Мы долго молча сидели и смотрели на озеро. В самой тишине был тот же горделивый страх, та же тоска, что я заметил в смехе и голосах молодых немецких дам.
– C’est trop beau, – вдруг сказала Вероника, резко вставая. – Je n’aime pas être triste[337].
Все прошли за ней в залитый светом салон, и вечер еще долго длился в приятной беседе. Джузеппина села рядом со мной, она молчала. Мне показалось, что эта женщина хочет заговорить со мной, но, взглянув на меня несколько раз, она встала и вышла. Я больше не видел ее в тот вечер, может, она уехала раньше: мне показалось, я слыхал скрип колес на снегу и шум удаляющегося мотора. Было два часа ночи, когда мы оставили Альфиери и Ванзее. Я сел в одну машину с Вероникой и Агатой, тоже направлявшимися в Берлин. По дороге я спросил Веронику, знакома ли она с Джузеппиной фон Штум.
– Она итальянка, – сказала Вероника.
– She is rather crazy[338], – добавила Агата скрипучим голосом.
Однажды вечером я ехал в вагоне метро, набитом потными и давно не мытыми людьми с пепельными лицами. И вдруг напротив я увидел Джузеппину фон Штум, сидевшую с большим тюком на коленях. Она улыбнулась мне и сказала, покраснев:
– Добрый вечер.
Она была одета очень непритязательно, почти бедно, эта женщина с голыми, потрескавшимися красными руками, – такие трещинки оставляет на коже щелок.

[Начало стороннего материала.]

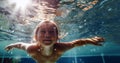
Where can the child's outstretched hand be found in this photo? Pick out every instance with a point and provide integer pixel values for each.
(9, 47)
(97, 40)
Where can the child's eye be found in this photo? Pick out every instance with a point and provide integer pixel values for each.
(51, 31)
(42, 31)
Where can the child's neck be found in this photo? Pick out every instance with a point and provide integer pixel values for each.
(47, 50)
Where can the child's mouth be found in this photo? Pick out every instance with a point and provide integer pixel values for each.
(47, 42)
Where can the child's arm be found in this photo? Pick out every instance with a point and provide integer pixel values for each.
(94, 41)
(18, 45)
(68, 45)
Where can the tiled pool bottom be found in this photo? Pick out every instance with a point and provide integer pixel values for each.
(90, 59)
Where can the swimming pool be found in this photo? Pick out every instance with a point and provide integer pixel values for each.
(102, 20)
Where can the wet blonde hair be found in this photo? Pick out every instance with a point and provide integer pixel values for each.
(38, 27)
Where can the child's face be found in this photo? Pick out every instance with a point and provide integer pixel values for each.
(47, 34)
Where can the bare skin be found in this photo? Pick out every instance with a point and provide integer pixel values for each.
(46, 49)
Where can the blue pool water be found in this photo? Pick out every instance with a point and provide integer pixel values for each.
(102, 20)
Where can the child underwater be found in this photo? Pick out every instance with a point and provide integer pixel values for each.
(46, 48)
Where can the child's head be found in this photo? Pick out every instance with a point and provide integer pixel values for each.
(46, 33)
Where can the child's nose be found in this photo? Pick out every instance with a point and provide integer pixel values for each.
(47, 35)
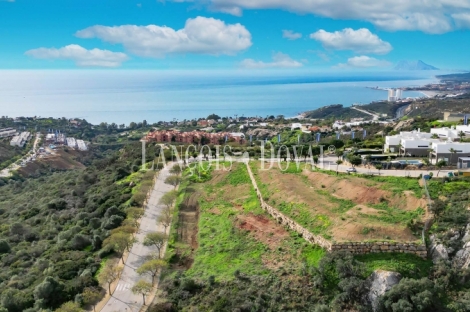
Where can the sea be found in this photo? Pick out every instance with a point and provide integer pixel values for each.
(123, 96)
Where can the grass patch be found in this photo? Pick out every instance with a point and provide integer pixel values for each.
(343, 204)
(300, 212)
(393, 215)
(407, 265)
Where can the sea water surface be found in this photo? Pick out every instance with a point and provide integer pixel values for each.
(122, 96)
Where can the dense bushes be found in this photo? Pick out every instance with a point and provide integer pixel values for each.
(52, 229)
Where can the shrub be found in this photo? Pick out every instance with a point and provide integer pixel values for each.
(4, 246)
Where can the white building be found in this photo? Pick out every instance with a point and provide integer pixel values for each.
(21, 139)
(296, 126)
(414, 143)
(442, 151)
(7, 132)
(451, 133)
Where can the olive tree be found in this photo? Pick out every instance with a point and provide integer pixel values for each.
(155, 239)
(143, 288)
(109, 274)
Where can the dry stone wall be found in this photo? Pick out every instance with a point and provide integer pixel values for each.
(351, 247)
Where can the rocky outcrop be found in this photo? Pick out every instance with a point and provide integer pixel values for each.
(462, 257)
(437, 250)
(378, 283)
(348, 247)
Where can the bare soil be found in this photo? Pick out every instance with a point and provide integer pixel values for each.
(263, 229)
(316, 189)
(187, 229)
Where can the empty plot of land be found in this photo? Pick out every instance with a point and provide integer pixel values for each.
(343, 208)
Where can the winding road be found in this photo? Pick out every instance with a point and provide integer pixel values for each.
(123, 299)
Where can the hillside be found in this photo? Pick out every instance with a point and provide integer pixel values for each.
(226, 253)
(435, 108)
(53, 226)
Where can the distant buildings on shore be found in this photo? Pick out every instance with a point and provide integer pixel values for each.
(7, 132)
(439, 144)
(60, 138)
(194, 137)
(21, 139)
(394, 95)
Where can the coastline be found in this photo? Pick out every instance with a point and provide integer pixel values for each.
(429, 94)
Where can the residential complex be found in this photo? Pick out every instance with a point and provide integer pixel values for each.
(440, 144)
(21, 139)
(7, 132)
(194, 137)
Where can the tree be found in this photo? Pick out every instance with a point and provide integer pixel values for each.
(425, 161)
(69, 307)
(151, 267)
(49, 291)
(142, 287)
(440, 164)
(155, 239)
(4, 246)
(135, 213)
(339, 153)
(109, 274)
(315, 160)
(453, 152)
(119, 242)
(411, 295)
(165, 218)
(173, 180)
(176, 169)
(91, 296)
(379, 167)
(168, 199)
(355, 160)
(338, 162)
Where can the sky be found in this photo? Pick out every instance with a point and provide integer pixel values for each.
(233, 34)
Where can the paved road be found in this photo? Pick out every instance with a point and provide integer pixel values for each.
(329, 163)
(123, 299)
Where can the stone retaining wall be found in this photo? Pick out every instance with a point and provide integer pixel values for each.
(351, 247)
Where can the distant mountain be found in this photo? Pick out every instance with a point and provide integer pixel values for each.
(414, 65)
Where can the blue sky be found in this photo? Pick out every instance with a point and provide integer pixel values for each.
(233, 34)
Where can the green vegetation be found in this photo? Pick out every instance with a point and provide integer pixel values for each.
(406, 264)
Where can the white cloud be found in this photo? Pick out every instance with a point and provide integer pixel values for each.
(289, 34)
(80, 55)
(364, 61)
(462, 20)
(279, 60)
(430, 16)
(361, 41)
(200, 36)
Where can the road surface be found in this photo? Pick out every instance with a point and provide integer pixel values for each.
(123, 299)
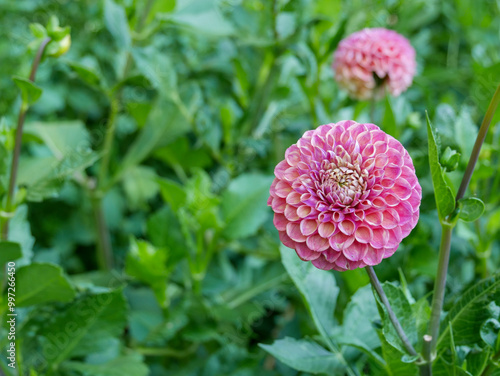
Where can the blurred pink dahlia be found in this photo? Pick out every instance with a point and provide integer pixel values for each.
(369, 52)
(345, 196)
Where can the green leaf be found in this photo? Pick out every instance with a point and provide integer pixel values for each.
(403, 311)
(304, 355)
(173, 193)
(490, 331)
(86, 326)
(41, 283)
(317, 287)
(165, 124)
(471, 209)
(126, 365)
(9, 251)
(469, 313)
(30, 92)
(140, 185)
(244, 206)
(85, 73)
(116, 22)
(445, 199)
(393, 358)
(148, 264)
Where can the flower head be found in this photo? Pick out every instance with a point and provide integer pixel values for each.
(370, 59)
(345, 196)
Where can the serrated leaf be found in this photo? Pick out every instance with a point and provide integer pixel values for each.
(148, 264)
(41, 283)
(445, 199)
(490, 332)
(173, 193)
(85, 73)
(126, 365)
(317, 287)
(116, 22)
(471, 209)
(30, 92)
(304, 355)
(244, 206)
(403, 311)
(86, 326)
(469, 313)
(9, 251)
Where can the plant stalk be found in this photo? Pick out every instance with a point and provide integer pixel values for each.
(392, 316)
(478, 144)
(438, 295)
(18, 141)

Джузеппина показалась мне истощенной, ссутулившейся, она побледнела и похудела, под глазами появились красные круги, губы посинели. Как бы извиняясь, она сказала мне, что вышла купить что-нибудь на ужин, пришлось простоять четыре часа в очереди, теперь она спешит домой, немного задержалась и поэтому волнуется, как там оставленные дети. Потом добавила: «Жизнь нелегка». Джузеппина улыбалась, ее голос дрожал, иногда лицо покрывалось краской.
Она спросила о новостях из Италии, призналась, что с удовольствием вернулась бы хоть на несколько дней в Рим или в Умбрию, к своей матери, нужно бы отдохнуть, но нельзя: долг немецкой женщины (она покраснела, говоря «немецкой женщины») предписывал ей, как и любой другой немке, оставаться в Германии и вносить свой вклад в дело войны. Я спросил:
– А приятно чувствовать себя итальянкой здесь, на севере, не правда ли?
Она ответила:
– Я, пожалуй, уже не итальянка, Малапарте, я – немецкая женщина.

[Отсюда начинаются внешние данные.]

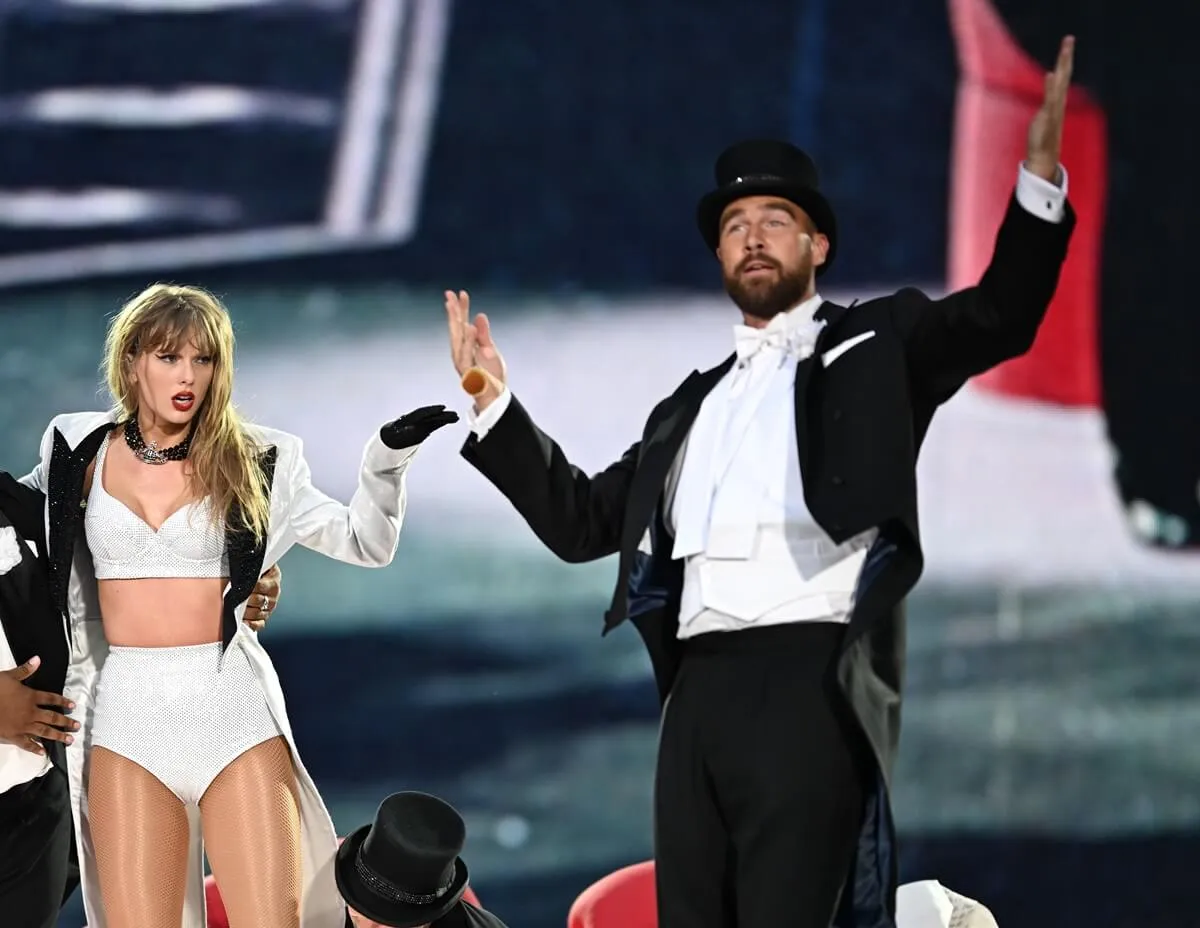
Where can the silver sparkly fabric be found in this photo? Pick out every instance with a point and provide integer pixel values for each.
(183, 713)
(190, 544)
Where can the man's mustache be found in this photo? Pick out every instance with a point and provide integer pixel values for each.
(759, 259)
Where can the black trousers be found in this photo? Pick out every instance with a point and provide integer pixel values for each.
(759, 794)
(36, 850)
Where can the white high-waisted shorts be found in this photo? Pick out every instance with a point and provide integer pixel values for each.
(180, 712)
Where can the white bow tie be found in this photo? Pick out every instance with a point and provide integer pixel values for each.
(799, 340)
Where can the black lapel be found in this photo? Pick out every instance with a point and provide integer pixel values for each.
(65, 506)
(664, 444)
(245, 555)
(831, 313)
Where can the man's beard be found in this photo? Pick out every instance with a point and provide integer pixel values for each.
(763, 298)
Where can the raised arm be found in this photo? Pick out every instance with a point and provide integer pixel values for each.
(579, 518)
(972, 330)
(576, 516)
(366, 531)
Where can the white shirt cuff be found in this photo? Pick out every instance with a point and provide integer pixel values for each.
(483, 423)
(1038, 196)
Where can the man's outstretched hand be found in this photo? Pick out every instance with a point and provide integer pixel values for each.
(1045, 131)
(418, 425)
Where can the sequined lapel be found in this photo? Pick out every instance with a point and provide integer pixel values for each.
(65, 506)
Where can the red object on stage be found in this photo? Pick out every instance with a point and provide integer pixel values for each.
(1000, 89)
(625, 898)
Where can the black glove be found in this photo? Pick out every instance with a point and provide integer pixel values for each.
(414, 427)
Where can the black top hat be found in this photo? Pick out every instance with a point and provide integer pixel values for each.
(403, 869)
(766, 167)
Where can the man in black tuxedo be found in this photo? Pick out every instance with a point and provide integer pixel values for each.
(767, 533)
(37, 855)
(1150, 382)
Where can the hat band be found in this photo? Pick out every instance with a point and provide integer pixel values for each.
(390, 891)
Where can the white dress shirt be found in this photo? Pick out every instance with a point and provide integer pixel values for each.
(17, 765)
(753, 554)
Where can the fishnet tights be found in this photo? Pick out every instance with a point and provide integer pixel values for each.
(251, 821)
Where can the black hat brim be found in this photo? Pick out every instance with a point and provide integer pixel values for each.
(712, 205)
(387, 911)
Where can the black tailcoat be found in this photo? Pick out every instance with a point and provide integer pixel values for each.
(859, 425)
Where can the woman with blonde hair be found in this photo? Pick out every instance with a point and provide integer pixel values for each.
(161, 515)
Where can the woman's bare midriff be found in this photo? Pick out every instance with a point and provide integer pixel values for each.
(169, 612)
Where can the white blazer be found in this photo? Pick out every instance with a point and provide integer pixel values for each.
(365, 533)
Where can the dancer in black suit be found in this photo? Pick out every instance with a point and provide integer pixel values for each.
(37, 858)
(766, 526)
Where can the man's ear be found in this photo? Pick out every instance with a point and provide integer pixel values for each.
(820, 249)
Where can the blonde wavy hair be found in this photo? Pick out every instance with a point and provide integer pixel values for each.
(223, 455)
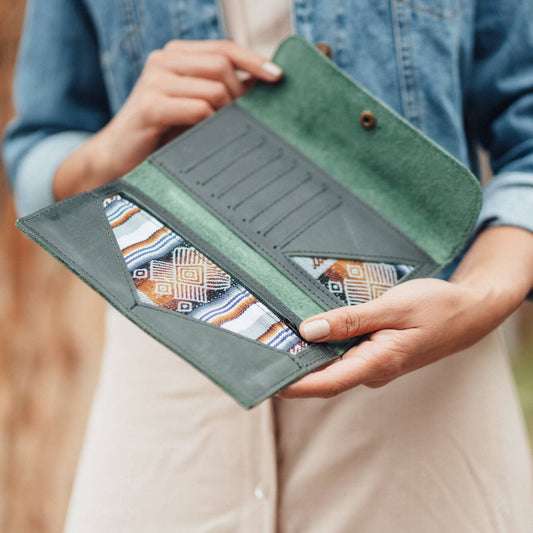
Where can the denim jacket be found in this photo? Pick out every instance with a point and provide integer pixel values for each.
(459, 70)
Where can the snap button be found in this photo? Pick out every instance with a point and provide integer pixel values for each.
(367, 120)
(324, 48)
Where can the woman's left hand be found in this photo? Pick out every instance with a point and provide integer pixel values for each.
(421, 321)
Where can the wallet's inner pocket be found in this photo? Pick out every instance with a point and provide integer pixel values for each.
(353, 282)
(169, 272)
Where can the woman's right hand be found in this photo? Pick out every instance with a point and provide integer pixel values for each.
(180, 85)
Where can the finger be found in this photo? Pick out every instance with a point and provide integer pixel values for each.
(352, 321)
(354, 369)
(170, 111)
(210, 66)
(214, 92)
(241, 57)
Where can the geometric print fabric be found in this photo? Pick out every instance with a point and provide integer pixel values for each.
(168, 272)
(354, 282)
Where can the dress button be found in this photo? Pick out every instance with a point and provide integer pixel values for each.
(324, 48)
(260, 492)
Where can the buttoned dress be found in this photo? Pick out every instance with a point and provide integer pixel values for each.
(442, 449)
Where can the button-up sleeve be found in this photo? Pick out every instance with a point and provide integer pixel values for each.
(60, 99)
(501, 104)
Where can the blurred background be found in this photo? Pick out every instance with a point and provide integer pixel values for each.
(51, 336)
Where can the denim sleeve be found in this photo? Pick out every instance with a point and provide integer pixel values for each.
(60, 98)
(502, 106)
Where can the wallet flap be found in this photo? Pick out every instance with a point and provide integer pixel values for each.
(417, 186)
(77, 232)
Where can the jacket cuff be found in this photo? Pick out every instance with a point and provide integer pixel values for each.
(33, 183)
(508, 201)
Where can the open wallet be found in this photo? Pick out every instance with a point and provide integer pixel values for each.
(300, 197)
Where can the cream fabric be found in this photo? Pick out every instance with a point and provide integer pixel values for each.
(440, 450)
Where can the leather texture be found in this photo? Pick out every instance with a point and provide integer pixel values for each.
(246, 369)
(280, 202)
(417, 186)
(279, 174)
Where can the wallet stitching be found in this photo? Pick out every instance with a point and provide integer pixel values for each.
(295, 187)
(356, 199)
(247, 152)
(218, 257)
(141, 198)
(359, 257)
(216, 151)
(292, 272)
(277, 156)
(282, 173)
(279, 220)
(294, 357)
(59, 254)
(319, 296)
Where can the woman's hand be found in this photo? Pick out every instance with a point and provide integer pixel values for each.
(421, 321)
(180, 85)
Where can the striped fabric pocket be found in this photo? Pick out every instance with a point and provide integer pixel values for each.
(353, 282)
(168, 272)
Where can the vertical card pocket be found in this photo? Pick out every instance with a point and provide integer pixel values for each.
(291, 211)
(170, 273)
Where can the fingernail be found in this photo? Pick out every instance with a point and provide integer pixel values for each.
(272, 69)
(315, 330)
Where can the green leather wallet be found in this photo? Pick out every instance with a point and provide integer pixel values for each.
(300, 197)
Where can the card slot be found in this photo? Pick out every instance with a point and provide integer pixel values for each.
(191, 145)
(310, 197)
(263, 160)
(292, 201)
(170, 272)
(207, 171)
(288, 189)
(287, 169)
(303, 216)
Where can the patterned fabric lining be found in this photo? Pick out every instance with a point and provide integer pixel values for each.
(354, 282)
(169, 272)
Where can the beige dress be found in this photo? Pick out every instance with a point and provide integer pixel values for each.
(442, 450)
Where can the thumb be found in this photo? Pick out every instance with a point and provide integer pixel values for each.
(352, 321)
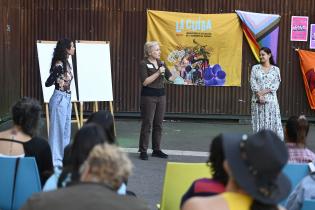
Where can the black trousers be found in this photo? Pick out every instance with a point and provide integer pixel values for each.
(152, 114)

Тень печали прошла по ее лицу, тень униженности и безнадежности. Она рассказала, что из троих детей ее мужа (она вышла замуж за барона фон Штума, когда тот остался вдовцом с тремя детьми от первого брака) один погиб в России, второй остался изувеченным, а третий лежал с ранением в берлинском госпитале. Из троих ее детей от барона фон Штума второй, мальчик десяти лет, трагически погиб несколько месяцев назад в бассейне тирольской гостиницы. Джузеппина занималась домом, уборкой, стиркой, готовкой, стояла в очередях, провожала старшую в школу и кормила грудью маленького.